Listening to him talk a mile a minute and watching the excitement build on his face, it’s easy to see how junior Evan Gross (BSBA ’12) convinced the City Council of his hometown, Scarsdale, N.Y., to choose him over other candidates as the councilman for Youth Affairs.
“When I spoke with the village trustees about why they should choose me, I explained that I could offer the most unique perspective. I had just graduated from the high school and could give insight into youth affairs that most adults couldn’t possibly dream of. And I thought it would freshen up not only the board itself but the way it’s perceived by others as well.”
City Council isn’t the only thing Evan’s talked his way into. Being a huge baseball fan (and a proud Yankees supporter) and having umpired local baseball games since the eighth grade, Evan also co-manages the Little League of Scarsdale with his best friend Matt Ursillo, who attends Union College in Schenectady, N.Y.—all the way from Boston. “We put together a formal pitch for the board of directors that oversees the League,” he says. “Since we go to different universities about 300 miles from home, they asked us how we would do it. We came up with a comprehensive outline for spring break training and effectively scheduling games.”
That was two years ago, and they’re still running the program from afar, with great success, Evan adds. They manage more than 50 people involved in the league and have recently been asked to take over the management of a Fall Ball program. Sometimes they have to drop everything they’re doing in their respective cities to deal with umpires canceling an hour before a scheduled game, but in the two years since they’ve taken over the league, not a single game has gone uncovered.
“It’s a lot of fun and gives us a chance to work with parents, help kids in the community, and stay involved with baseball and my hometown. It’s one of the most fun things I do. It’s a junior version of what I hope to do someday in management. It’s definitely taught me how to deal with different types of personalities and adapt to different kinds of people.”
Evan was fueled to do volunteer work because he wanted to make a difference in his community. “It was the idea that things are great, but…” he said, “I could definitely see a couple things going in a better direction.” As an example, he tells the story of the senior internship required at his high school and how he was able to effect change. “The guidelines and rules they designed for the internship were so horrendous that I had to let the school administration know they had a problem. When I graduated, they asked me to come back and become an advisor. So I was happy that other students could benefit from my feedback.”
Evan is particularly happy to help the youth in his community. “Schools are the most important thing in a community. If you can shape them, you can shape the way your town evolves.”
He feels so strongly about this that he’s considering running for mayor of Scarsdale in the next election. “Local politics are more interesting because you know the people and the issues, and you can really relate and effect change.

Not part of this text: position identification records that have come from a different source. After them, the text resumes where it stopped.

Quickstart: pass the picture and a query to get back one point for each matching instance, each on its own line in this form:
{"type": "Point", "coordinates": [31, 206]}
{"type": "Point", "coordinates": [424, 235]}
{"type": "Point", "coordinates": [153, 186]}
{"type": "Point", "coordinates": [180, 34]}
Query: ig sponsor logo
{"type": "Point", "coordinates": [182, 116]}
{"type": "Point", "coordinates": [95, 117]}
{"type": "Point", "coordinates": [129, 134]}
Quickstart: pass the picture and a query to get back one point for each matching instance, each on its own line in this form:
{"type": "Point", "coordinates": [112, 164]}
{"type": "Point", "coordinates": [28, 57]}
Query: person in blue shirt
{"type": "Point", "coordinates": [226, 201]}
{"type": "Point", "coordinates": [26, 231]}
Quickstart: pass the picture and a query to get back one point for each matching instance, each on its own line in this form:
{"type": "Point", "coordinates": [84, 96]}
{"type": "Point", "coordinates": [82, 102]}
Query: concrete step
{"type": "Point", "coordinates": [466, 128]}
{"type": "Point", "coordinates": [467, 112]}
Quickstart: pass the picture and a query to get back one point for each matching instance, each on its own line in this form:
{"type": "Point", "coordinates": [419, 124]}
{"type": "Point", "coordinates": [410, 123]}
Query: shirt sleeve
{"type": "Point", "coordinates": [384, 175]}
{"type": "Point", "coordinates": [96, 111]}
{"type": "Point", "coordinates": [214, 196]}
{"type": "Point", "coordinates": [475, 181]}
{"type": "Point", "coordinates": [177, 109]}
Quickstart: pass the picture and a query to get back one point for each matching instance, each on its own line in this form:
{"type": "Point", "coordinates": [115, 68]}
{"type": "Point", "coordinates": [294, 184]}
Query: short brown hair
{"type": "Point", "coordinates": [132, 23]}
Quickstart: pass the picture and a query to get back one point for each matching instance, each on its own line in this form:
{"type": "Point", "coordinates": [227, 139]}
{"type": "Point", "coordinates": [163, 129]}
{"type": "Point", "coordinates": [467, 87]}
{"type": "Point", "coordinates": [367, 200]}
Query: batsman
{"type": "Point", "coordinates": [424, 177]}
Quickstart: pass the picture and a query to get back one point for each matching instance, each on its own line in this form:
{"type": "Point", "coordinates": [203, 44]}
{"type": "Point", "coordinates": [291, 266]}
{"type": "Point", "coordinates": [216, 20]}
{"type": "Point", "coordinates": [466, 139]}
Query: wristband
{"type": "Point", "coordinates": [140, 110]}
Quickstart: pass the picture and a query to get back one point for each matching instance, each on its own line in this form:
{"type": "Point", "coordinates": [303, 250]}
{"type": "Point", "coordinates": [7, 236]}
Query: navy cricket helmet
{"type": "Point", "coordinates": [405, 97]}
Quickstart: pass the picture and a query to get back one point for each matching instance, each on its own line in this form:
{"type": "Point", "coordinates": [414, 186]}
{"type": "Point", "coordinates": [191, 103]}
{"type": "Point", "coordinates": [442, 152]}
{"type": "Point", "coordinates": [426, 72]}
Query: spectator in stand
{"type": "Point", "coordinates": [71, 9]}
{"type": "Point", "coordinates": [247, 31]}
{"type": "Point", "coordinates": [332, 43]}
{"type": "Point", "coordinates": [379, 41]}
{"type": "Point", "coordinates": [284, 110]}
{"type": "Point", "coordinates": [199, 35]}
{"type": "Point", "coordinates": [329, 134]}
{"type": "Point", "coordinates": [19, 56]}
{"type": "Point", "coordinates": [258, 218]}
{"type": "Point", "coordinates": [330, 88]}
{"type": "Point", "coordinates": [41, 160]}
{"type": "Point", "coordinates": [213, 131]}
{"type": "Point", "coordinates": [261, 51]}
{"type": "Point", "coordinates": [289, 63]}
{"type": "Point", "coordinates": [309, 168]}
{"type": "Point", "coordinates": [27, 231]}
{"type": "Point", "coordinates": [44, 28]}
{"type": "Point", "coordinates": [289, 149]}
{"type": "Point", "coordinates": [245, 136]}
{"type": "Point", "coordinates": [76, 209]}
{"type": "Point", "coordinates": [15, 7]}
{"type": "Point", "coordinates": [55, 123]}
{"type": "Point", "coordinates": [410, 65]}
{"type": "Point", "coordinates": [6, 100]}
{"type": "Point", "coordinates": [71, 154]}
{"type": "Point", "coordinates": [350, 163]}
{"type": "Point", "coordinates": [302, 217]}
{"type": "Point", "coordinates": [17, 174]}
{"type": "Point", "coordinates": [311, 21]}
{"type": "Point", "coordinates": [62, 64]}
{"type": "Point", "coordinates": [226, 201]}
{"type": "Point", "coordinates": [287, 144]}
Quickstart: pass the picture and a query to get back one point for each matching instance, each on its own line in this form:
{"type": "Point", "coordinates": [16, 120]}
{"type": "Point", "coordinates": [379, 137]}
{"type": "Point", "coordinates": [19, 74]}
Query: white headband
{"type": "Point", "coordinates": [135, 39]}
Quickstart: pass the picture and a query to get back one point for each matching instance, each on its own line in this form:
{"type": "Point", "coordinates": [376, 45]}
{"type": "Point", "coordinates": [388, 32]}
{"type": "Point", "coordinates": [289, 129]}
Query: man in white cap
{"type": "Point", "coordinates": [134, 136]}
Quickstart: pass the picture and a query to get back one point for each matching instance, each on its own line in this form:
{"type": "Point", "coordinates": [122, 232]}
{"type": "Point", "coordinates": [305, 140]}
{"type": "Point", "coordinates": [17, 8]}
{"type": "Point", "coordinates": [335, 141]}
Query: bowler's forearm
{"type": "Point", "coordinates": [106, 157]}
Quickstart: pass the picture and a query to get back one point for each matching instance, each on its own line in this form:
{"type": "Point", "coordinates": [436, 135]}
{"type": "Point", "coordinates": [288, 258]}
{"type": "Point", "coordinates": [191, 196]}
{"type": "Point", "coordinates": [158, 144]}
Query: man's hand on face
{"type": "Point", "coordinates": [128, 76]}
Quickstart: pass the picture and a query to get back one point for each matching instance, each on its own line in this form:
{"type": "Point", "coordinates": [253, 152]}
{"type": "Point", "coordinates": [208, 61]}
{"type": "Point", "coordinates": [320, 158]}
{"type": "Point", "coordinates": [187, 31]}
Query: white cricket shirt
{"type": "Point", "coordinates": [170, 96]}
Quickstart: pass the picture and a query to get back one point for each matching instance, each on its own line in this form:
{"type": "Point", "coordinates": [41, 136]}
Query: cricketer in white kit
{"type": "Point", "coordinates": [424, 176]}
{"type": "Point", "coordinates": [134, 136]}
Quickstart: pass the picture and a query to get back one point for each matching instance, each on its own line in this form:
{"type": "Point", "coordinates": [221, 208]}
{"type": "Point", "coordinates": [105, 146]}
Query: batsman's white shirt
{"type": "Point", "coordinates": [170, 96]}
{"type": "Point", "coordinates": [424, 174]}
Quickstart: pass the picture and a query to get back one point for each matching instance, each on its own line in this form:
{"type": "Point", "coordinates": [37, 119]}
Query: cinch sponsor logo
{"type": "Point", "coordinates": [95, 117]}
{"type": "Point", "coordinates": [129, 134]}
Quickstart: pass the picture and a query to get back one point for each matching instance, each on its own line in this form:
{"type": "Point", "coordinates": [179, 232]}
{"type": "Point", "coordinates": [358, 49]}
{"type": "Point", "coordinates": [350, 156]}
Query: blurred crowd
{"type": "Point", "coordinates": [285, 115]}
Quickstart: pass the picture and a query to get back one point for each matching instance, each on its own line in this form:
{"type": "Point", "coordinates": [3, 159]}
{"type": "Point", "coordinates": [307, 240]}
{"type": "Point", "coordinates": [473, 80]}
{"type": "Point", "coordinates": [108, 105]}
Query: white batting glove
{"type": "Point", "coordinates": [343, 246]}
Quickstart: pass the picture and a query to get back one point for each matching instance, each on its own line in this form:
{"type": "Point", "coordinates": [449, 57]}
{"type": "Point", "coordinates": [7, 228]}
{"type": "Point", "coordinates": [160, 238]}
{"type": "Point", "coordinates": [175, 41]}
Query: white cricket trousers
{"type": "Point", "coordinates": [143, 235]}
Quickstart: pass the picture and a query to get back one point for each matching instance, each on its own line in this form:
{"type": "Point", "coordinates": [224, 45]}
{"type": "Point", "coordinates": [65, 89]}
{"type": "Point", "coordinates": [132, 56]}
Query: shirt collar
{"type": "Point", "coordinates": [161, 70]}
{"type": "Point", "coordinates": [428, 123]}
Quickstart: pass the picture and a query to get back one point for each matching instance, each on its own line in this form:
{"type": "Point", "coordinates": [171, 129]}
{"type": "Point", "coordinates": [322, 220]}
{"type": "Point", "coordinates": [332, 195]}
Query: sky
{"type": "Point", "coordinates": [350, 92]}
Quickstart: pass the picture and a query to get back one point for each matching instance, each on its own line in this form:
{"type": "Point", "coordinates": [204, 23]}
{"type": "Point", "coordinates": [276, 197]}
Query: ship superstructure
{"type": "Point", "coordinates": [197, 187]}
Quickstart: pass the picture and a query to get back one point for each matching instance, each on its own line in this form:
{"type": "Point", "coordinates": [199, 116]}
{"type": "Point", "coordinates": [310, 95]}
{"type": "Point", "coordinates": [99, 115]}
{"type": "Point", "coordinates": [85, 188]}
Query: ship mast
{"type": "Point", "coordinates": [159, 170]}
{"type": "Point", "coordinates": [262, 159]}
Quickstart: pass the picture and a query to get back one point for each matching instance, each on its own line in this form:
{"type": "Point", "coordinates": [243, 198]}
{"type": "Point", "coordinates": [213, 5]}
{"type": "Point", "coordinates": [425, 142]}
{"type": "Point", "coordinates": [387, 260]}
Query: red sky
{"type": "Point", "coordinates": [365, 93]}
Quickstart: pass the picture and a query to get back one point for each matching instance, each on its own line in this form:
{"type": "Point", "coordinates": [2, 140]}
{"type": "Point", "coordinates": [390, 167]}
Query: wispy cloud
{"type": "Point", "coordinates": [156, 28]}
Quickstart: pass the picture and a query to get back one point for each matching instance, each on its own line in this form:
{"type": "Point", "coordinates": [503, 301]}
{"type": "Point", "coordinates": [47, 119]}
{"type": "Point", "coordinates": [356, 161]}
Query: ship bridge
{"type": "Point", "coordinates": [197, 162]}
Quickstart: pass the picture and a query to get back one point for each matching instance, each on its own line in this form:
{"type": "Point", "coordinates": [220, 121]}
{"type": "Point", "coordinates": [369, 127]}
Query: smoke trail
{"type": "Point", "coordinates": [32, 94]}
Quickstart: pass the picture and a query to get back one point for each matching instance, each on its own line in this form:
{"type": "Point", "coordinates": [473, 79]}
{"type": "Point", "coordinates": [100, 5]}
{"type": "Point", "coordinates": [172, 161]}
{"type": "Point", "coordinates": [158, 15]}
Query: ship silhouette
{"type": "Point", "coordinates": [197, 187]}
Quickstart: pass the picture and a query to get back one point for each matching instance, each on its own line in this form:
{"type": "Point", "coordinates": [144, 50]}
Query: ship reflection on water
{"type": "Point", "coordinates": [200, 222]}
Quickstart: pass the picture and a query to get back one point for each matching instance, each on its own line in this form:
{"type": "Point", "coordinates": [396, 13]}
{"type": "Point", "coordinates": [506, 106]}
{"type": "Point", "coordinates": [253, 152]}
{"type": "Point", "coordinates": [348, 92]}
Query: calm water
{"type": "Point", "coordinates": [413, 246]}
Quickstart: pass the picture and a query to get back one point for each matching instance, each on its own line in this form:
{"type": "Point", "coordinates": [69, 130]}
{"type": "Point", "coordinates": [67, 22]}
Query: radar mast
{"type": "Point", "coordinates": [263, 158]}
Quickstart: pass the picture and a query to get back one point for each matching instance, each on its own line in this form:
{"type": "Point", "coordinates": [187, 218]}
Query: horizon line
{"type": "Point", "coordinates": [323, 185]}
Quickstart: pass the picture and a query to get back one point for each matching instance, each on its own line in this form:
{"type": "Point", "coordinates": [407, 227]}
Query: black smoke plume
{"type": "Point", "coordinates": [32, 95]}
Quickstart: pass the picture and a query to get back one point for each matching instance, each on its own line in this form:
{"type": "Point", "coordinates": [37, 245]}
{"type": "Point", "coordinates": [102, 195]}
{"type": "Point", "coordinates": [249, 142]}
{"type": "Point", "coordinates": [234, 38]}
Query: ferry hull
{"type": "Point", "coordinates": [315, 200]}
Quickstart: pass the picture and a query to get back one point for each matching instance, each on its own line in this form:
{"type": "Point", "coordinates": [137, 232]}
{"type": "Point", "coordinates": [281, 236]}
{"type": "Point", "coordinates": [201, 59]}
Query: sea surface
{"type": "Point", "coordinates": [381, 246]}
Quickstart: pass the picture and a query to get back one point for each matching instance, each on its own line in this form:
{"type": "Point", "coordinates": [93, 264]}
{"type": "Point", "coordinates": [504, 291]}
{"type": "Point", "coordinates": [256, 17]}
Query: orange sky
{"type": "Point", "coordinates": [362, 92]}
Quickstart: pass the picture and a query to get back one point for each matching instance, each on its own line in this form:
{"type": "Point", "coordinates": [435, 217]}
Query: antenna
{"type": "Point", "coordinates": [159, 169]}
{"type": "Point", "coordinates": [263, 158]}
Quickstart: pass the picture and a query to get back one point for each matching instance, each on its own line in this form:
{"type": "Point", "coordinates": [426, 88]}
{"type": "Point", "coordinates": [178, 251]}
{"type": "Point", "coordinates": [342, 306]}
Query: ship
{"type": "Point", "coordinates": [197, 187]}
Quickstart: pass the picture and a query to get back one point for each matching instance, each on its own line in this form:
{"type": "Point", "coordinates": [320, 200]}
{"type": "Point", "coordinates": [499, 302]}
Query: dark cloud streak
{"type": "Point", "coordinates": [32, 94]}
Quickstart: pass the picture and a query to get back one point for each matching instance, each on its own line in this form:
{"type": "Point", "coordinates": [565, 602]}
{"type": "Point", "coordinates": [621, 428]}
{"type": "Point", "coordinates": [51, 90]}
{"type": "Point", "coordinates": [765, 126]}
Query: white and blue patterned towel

“When you come across issues that impact your daily life, or the daily lives of those around you, you have to stand up,” he says. “And from my experience, I’ve found that when you find the right person to talk to you and offer your opinion in a respectful and intelligent way, you’d be surprised how easily you can change things.”
It’s clear that when Evan puts his mind to something, he doesn’t stop until he achieves it. Last year, when he and seven other male students got together for the College of General Studies’ Capstone project, a 50-page research paper, he was told that an 8-man team would never win. Evan, the team leader, wanted to prove the naysayers wrong. He gave his team a motto—”If you’re not first, you’re last”—and flung himself into the project. The group wrote a comprehensive new outline on global warming and devised a mathematical formula to determine who was emitting what and in what capacity. Out of 17 teams, Evan’s group won the Capstone Award, which they received during Parents Weekend this past fall.
If he doesn’t win mayoralty in Scarsdale, Evan would like to go into accounting after graduation, following in the footsteps of his father. “Accounting just makes sense to me,” he says. “Money helps determine everything.”
If all else fails, he’d be perfectly happy as the commissioner of Major League Baseball.